Sometimes I feel like my life is a list of excuses. Why I'm not smart enough or strong enough or fast enough to reach my goals. Lately I've been feeling like that applies to my love life as well. Why I deserve to be with someone or can get hit on my a million guys but never get a title or why it's so easy for me to give up my wants when I'm in love, yet I can't give myself that same devotion.
I was at my girlfriends house the other day listening to music when she pulled up Tori Kelly's r&b/pop ballad "Dear No One." I'm not one for run-of-the-mill love songs or the latest grind on me, whine on me verbal porn stuff, so this song struck me as she sang "So if you’re out there I swear to be good to you, But I’m done lookin’, for my future someone.

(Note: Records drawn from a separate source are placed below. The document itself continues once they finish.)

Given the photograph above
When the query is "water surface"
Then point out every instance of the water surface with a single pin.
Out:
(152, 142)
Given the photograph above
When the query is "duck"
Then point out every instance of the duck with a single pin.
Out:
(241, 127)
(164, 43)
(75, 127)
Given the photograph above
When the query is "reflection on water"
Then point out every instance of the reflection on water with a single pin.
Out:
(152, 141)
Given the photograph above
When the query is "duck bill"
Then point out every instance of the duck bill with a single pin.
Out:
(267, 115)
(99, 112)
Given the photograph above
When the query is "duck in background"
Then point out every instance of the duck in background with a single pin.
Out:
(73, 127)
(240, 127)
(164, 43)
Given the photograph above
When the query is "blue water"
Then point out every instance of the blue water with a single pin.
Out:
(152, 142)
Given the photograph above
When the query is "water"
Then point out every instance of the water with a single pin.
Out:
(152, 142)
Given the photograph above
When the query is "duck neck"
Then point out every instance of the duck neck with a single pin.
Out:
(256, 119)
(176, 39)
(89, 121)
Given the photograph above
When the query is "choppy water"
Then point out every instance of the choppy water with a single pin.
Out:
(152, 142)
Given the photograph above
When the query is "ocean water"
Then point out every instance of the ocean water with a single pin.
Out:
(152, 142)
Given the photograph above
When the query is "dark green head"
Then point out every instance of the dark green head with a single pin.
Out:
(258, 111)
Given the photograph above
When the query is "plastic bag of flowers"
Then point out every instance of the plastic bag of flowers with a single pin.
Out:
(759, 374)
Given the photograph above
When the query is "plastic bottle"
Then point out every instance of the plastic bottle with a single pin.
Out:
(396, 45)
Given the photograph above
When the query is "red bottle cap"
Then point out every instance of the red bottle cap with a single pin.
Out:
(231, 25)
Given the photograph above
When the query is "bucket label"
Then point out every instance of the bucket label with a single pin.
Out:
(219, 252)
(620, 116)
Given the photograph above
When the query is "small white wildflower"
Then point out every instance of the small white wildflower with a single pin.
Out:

Cause when the time is right you’ll be here, but for now dear no one, this is your love song."
My heart swelled.
In this new year, 2014, I know I'm meant to learn from 2013 mistakes and make myself a priority, but most of all I think I'm meant to learn that IT'S OK, to not be in love, lust or like with anyone. To use that same selfless ferver I apply in relationships to myself. To be selfish for once. To keep researching travel programs where I can Spanish and be too busy to text first and go out with my girlfriends and leave my phone at home.
It's time I stop making excuses for reasons why I should be with someone, and start making excuses why I have a lot more living to do before I should.